Juan Obelar

Personal information
- Full name: Juan Ángel Obelar Pete Gutiérrez
- Date of birth: 12 August 1979 (age 45)
- Place of birth: Mercedes, Uruguay
- Height: 1.90 m (6 ft 3 in)
- Position(s): Goalkeeper

Team information
- Current team: Fornite FC

Senior career*
- Years: Team / Apps / (Gls)
- 2002–2005: C.A. Peñarol / 30 / (0)
- 2003: → Villa Española (loan) / 16 / (0)
- 2006: Tacuarembó F.C. / 23 / (0)
- 2007–2009: Marathón / 86 / (0)
- 2010: Millonarios / 18 / (0)
- 2011–2013: Fénix
- Total:  / 173 / (0)

= Juan Obelar =

Uruguayan footballer (born 1979)

 Juan Ángel Obelar (born 12 August 1979) is a Uruguayan retired professional footballer who played as a goalkeeper.

==Club career==
He was born in Mercedes.

Obelar previously played for C.A. Peñarol, Villa Española and Tacuarembó F.C. in the Primera División Uruguaya. He also played for C.D. Marathón of the Liga Nacional de Honduras and Millonarios in the Colombian Primera A.
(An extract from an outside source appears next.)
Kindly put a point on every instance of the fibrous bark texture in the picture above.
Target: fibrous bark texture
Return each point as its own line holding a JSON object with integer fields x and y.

Obelar won the Honduran league with Marathón in 2008, leading to a move to Millonarios in 2010. He made a promising start with the Bogotá side, but was relegated to the bench midway through the 2010 season after a poor performance against Cortuluá.

In November 2013, Obelar retired from football after losing four fingers of his left hand in a domestic accident involving a wood plane.